The Shepherd, November 2005
The Church is the Body of Christ, 4
The earthly Church unites all those born again by way of Baptism, who have taken up the Cross of the battle with sin, and who follow the Contest-setter of that battle, Christ. The Divine Eucharist, the offering of the bloodless sacrifice and the communion thereof, sanctifies and strengthens those who participate; it makes those who taste of the Body and Blood of Christ true members of His Body, the Church. But it is only at death that a man may determine whether until his last breath he was actually a member of the Body of Christ, or whether sin prevailed within him and expelled the grace that he had received in the Holy Mysteries and which bound him to Christ.
He who dies in grace, as a member of the earthly Church, is translated from the Church on earth to that in heaven, but he who has forsaken the earthly [Church] does not enter into the heavenly, for that part of the Church which is on earth is the road to the heavenly.
The more a man finds himself under the action of the grace of Communion and the more closely he binds himself to Christ, the more he will inherit communion with Christ in His Kingdom which is to come.
But if sin continues to act in a man’s soul even unto death, then his body will be subject to its consequences, which bear in themselves sickness and death, and from them it will only be liberated when it decomposes after the death of that man and when it rises free of them in the General Resurrection. He who is united soul and body to Christ in this life, will be united with Him soul and body in the life to come. The grace-filled streams of the Life-creating Mysteries of the Body and Blood of Christ are manifest as the sources of our eternal joy in communion with the Risen Christ and in seeing His glory face to face.
Even though sin does not completely alienate one from the race of man, nonetheless its consequences act not only upon individual people, but, through them, upon them upon the earthly activity of the whole Church. Constantly heresies, schisms and disorders appear, tearing away a portion of the faithful.
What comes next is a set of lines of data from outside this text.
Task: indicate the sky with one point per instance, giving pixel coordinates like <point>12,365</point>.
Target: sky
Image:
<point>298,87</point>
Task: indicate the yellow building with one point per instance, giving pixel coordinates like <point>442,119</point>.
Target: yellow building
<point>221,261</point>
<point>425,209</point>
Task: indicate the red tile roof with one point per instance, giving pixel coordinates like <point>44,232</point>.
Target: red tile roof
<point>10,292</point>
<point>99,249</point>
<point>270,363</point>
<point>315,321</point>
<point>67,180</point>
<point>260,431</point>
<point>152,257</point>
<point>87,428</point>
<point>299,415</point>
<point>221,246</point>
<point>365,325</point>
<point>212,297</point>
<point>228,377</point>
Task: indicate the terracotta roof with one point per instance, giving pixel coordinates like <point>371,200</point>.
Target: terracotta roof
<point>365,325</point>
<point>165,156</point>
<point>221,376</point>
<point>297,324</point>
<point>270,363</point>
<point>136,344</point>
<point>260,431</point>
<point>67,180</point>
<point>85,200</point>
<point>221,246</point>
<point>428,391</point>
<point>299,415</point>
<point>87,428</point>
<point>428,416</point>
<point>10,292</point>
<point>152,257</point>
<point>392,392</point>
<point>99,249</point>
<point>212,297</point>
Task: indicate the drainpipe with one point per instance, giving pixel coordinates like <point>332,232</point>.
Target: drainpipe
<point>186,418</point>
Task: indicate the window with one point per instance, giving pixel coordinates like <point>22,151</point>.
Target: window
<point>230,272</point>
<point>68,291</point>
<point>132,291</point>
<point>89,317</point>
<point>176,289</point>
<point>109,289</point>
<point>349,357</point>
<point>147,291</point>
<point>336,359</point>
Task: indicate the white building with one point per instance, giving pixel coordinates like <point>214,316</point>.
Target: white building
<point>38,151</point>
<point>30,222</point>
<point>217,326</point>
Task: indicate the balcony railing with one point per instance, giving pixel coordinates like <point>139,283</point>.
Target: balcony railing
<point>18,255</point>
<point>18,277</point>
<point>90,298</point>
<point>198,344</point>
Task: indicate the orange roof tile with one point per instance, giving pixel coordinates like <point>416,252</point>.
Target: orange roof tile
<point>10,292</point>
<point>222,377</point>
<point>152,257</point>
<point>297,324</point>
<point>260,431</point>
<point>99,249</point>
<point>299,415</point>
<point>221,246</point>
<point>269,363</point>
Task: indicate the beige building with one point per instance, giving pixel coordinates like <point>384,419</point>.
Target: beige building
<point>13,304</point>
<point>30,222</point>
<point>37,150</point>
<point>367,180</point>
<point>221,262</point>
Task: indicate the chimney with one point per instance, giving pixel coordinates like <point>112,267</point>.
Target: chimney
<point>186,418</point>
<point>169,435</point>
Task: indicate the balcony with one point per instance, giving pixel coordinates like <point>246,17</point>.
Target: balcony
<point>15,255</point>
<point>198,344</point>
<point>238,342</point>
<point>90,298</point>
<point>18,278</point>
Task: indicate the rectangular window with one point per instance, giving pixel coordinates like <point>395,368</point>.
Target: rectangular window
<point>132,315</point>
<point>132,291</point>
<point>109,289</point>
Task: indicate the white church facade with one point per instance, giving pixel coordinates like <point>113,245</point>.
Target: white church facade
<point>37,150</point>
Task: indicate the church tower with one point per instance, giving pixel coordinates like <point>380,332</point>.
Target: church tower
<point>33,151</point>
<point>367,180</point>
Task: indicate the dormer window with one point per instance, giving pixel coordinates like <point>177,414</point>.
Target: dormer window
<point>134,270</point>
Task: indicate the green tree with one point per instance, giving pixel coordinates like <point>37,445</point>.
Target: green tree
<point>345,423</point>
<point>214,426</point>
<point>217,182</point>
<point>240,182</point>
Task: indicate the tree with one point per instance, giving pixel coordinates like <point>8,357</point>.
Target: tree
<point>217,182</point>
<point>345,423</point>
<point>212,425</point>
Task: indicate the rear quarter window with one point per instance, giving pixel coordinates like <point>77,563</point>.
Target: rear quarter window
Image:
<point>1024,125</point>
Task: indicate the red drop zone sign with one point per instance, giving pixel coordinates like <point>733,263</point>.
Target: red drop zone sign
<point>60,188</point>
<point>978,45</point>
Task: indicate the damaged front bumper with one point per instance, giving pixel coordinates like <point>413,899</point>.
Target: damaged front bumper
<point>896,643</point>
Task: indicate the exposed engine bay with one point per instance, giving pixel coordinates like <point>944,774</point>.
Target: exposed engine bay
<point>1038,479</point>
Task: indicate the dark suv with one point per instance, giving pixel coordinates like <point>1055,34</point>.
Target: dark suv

From of old, breaks in commemoration between the local churches or within sections of them have agitated the Church, and in the Divine services we constantly hear prayers that such things might be cut short.
“We ask for concord among the Churches,” “the union of the Churches” (Canon of the Resurrection, tone 8), “that the dissension of the Churches might be set in order” (Service of the Archangels, 8th November, 26th March, 13th July), - these and other like petitions has the Orthodox Church offered up over the course of the centuries. On the Great Sabbath itself, before the Winding-Sheet, the Church cries out: “Birthgiver of Life, O most blameless and most holy Virgin: Quell every offence within our most Holy Church, blessing us with peace forever, O Good Maid” (end of the second stasis of the Lamentations).
Only when Christ appears in the clouds, will the tempter be trampled down and only then will all offences and temptations disappear.
When the battle between good and evil, between life and death, is finished, then will the Church on earth be delivered into the Church Triumphant, in which “God will be all in all” (see 1 Cor. 15:28).
In the coming Kingdom of Christ, there will be no need to partake of the Body and Blood of Christ, for all those who have been deemed worthy will be in the closest bodily communion with Him and will delight in the pre-eternal light of the Life-originating Trinity, experiencing a blessedness which no tongue can describe and which our feeble minds cannot comprehend. Therefore, after the communion of the holy Mysteries of Christ at the Liturgy, in the sanctuary they always say the prayer which is sung on the paschal days, “O great and most sacred Pascha, Christ; O Wisdom and Word and power of God! Grant that we may partake of Thee fully in the unwaning day of Thy kingdom.”
Translated from “Slova” - the Homilies of St John of Shanghai,
published by “Russkiy Pastyr” in San Francisco, in 1994.